やっと到着した感の大きい二見浦駅で迎えてくれてのは雛人形雛人形ウォーキング…的なイベントをしているようで、街中のあちらこちらで雛人形を見かれました。
駅からは歩いて歩いて、ようやく目的の夫婦岩に到着したものの、ゆっくり見る気が失せてしまうほどの海風の冷たさで、本当に写真を撮った程度…。すっかり空腹で、近くの二見プラザで待望の食事。
新鮮なお刺身の定食には、伊勢海老付きの豪華版もありまして、温かいご飯とふのりのお味噌汁でお腹いっぱいになりました。そして伊勢市駅に戻る形で伊勢路フリーきっぷ片道の利用が終了です。

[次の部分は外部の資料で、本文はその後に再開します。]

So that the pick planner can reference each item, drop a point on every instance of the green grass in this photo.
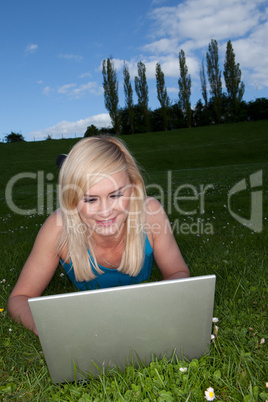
(220, 156)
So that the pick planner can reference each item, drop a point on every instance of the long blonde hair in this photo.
(89, 161)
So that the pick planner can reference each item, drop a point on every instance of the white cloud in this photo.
(71, 57)
(31, 49)
(200, 20)
(67, 129)
(47, 90)
(77, 91)
(84, 75)
(191, 24)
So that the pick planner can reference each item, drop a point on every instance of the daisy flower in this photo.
(209, 394)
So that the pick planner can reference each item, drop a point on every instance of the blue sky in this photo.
(52, 51)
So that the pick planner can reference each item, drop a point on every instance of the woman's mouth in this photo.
(106, 222)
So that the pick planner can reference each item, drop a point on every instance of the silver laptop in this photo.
(88, 332)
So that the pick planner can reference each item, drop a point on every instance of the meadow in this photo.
(192, 172)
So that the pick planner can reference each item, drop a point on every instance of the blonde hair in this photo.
(90, 161)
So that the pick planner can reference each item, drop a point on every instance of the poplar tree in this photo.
(232, 76)
(110, 86)
(204, 83)
(162, 95)
(185, 88)
(214, 77)
(129, 96)
(141, 88)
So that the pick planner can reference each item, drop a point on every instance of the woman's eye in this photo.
(117, 195)
(90, 200)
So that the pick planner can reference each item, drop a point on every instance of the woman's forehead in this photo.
(109, 183)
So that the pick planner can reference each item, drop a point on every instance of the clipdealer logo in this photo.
(255, 222)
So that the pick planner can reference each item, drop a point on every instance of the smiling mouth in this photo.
(107, 222)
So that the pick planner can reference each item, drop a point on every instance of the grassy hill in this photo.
(203, 165)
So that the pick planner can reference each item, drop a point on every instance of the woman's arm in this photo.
(166, 251)
(37, 272)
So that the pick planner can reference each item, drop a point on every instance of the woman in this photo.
(106, 231)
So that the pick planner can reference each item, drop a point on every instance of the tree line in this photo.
(215, 107)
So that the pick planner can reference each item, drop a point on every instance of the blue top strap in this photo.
(112, 277)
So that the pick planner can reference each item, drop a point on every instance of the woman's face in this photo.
(104, 207)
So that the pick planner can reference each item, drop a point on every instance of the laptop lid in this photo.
(97, 329)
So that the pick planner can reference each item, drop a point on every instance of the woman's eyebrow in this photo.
(112, 192)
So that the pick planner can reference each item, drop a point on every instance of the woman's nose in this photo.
(105, 208)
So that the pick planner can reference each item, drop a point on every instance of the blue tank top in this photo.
(112, 277)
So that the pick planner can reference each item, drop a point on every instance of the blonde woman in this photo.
(106, 232)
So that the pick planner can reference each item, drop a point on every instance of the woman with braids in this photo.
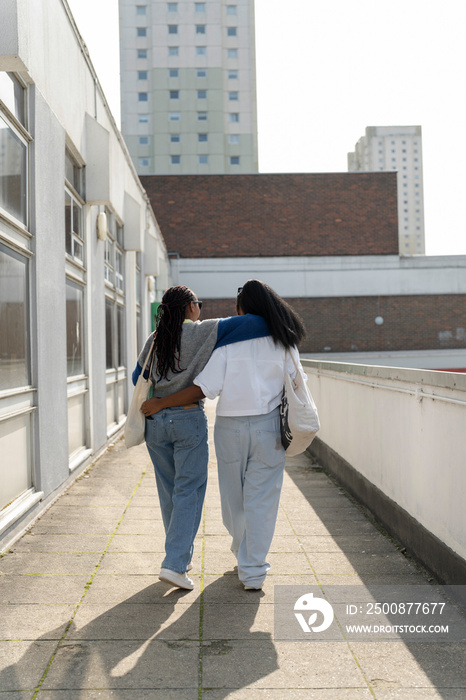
(248, 377)
(177, 437)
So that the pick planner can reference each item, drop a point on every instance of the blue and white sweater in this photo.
(198, 341)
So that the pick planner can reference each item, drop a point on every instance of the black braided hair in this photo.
(167, 334)
(286, 327)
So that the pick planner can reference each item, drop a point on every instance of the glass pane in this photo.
(77, 219)
(76, 430)
(12, 95)
(121, 396)
(74, 330)
(138, 286)
(69, 169)
(121, 335)
(12, 172)
(78, 250)
(109, 334)
(68, 225)
(15, 465)
(14, 360)
(119, 271)
(110, 405)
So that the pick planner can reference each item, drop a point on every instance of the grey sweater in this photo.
(198, 340)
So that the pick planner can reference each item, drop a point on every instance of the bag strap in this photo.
(294, 361)
(149, 358)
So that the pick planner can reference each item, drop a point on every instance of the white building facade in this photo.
(188, 86)
(81, 261)
(397, 148)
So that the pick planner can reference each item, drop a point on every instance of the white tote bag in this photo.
(136, 420)
(299, 420)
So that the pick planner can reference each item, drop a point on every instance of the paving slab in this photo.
(49, 563)
(289, 694)
(118, 694)
(132, 621)
(58, 543)
(22, 664)
(124, 664)
(41, 590)
(141, 589)
(281, 665)
(31, 622)
(84, 583)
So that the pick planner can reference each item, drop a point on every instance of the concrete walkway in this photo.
(83, 615)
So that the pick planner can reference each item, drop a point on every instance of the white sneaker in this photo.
(176, 579)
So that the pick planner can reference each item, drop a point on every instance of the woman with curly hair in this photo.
(248, 379)
(176, 437)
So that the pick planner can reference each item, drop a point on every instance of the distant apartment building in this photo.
(188, 86)
(397, 148)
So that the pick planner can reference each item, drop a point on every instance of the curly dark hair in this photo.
(285, 326)
(167, 334)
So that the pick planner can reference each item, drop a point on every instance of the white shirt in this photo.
(248, 376)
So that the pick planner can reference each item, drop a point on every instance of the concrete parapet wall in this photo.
(395, 437)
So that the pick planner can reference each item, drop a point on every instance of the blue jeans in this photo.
(251, 461)
(177, 441)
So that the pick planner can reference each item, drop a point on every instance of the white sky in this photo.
(326, 69)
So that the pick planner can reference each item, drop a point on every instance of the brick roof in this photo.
(276, 214)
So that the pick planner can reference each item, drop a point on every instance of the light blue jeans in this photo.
(251, 461)
(177, 441)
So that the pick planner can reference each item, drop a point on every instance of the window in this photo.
(13, 95)
(14, 314)
(74, 329)
(74, 235)
(14, 148)
(74, 174)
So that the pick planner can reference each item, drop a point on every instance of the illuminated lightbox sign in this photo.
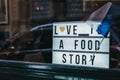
(78, 43)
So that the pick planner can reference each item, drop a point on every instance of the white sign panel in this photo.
(78, 43)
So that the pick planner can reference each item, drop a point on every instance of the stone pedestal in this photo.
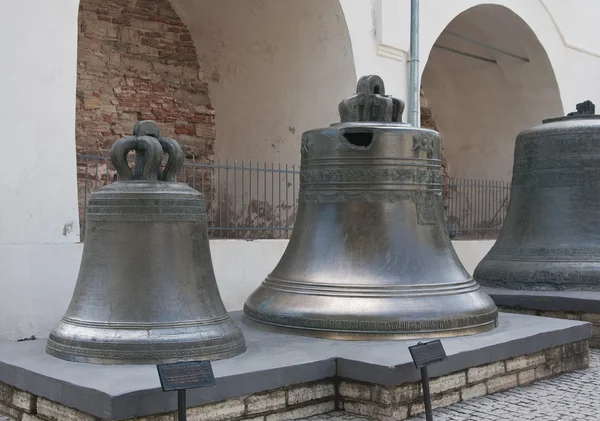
(571, 305)
(284, 377)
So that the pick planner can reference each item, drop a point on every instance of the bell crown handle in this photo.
(149, 148)
(370, 103)
(584, 108)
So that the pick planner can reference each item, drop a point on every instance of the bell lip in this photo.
(96, 344)
(75, 358)
(370, 336)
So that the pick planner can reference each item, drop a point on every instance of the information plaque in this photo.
(186, 375)
(425, 353)
(183, 376)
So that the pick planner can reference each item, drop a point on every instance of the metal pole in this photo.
(426, 395)
(414, 86)
(181, 405)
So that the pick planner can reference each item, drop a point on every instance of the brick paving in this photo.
(569, 397)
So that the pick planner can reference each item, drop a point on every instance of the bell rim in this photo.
(370, 289)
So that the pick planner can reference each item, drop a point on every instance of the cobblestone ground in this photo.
(570, 397)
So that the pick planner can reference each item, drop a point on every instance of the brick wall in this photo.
(137, 61)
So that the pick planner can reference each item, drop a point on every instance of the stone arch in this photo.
(479, 105)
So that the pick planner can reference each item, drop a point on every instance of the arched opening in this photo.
(487, 78)
(236, 83)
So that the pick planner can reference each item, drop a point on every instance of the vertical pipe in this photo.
(414, 86)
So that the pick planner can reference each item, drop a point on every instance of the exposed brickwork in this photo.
(137, 61)
(401, 402)
(295, 401)
(360, 399)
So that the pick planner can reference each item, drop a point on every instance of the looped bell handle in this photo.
(148, 154)
(370, 103)
(175, 161)
(149, 148)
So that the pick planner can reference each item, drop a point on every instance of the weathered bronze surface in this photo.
(550, 239)
(146, 291)
(370, 257)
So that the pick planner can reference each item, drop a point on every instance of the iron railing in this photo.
(247, 200)
(475, 209)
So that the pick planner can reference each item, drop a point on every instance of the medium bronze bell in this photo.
(550, 239)
(370, 257)
(146, 291)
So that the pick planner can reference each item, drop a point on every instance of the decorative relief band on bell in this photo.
(146, 326)
(565, 254)
(426, 201)
(367, 291)
(145, 210)
(184, 351)
(558, 141)
(535, 279)
(424, 142)
(557, 178)
(372, 326)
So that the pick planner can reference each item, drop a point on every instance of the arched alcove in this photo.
(487, 78)
(480, 98)
(235, 82)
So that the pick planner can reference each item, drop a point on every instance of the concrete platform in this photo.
(272, 361)
(570, 301)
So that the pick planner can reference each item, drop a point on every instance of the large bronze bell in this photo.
(146, 291)
(550, 239)
(370, 257)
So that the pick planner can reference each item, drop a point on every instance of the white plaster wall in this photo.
(479, 106)
(37, 114)
(276, 68)
(38, 266)
(45, 288)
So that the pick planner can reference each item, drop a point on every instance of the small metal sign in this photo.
(425, 353)
(186, 375)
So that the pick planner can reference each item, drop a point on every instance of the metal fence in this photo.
(475, 209)
(247, 200)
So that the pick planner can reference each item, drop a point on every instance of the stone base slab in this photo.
(571, 305)
(287, 377)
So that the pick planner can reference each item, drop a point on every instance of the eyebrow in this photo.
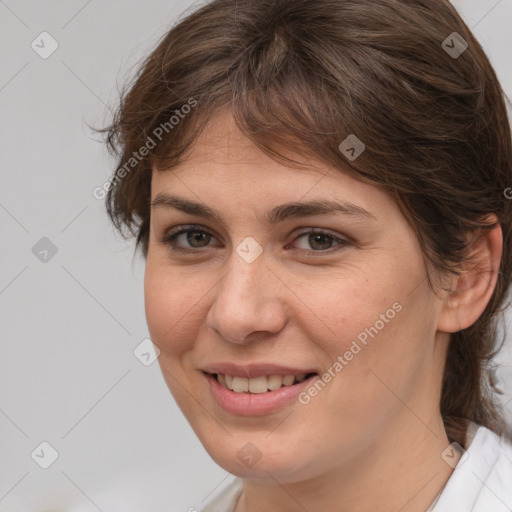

二見浦駅が無人駅だったので伊勢市駅の立派さにちょっと驚きつつ、宿泊する伊勢神泉は本当に駅の目の前だったり、外宮参道は想像以上に粛としていたり、思ってもいない情報が次々と飛び込んできて伊勢到着早々でだいぶテンションが上がってしまいました。街並みがきれい、道もきれい。伊勢神泉は通りからやや奥まったところにエントランスがあり、そこからエレベーターで5階で上がるとフロント。
エレベーターが開いた瞬間にホテルの方が声かけしてくださり、実はそこは温泉大浴場受付だったのですが、フロントではなく3方向がすべてガラス窓の開放的な広々としたロビーのソファーのひとつに腰掛けるように案内され、そのまま腰掛けたままチェックイン、リゾートホテルのようですね、なかなかのホスピタリティ。ホテルの方も本当に感じがよくて、気持ちよく手続きさせていただきました。ロビーにはウエルカムドリンクならぬ、滞在中ドリンクが朝から深夜まで各種準備されていて、温泉大浴場利用後に喉の渇きを潤したり、翌日朝食前にコーヒーをいただいたり、何度か利用させてもらいました。予約した部屋は和洋室で、ダブルサイズのベッドふたつの洋スペースと畳の和スペースが一室になった造り。ベランダは広々としているけれど目隠し機能装備で片隅に露天風呂!ガラス戸一枚で隔てられたシャワールームから入浴できる仕組みです。
到着日は軽く外宮参道を散策しただけ、少し早めの夕食として名物伊勢うどんを山口屋さんでいただきました。初伊勢うどんなので、一番シンプルなものに。写真の揚げさんは少々分けてもらったものです。コシがないとか味付けの濃さとかまったく気にならず、美味しく完食です。多少の物足りなさを感じて、夜食用にホテルの向かいのお店で松阪牛そぼろの巻き寿司をテイクアウト。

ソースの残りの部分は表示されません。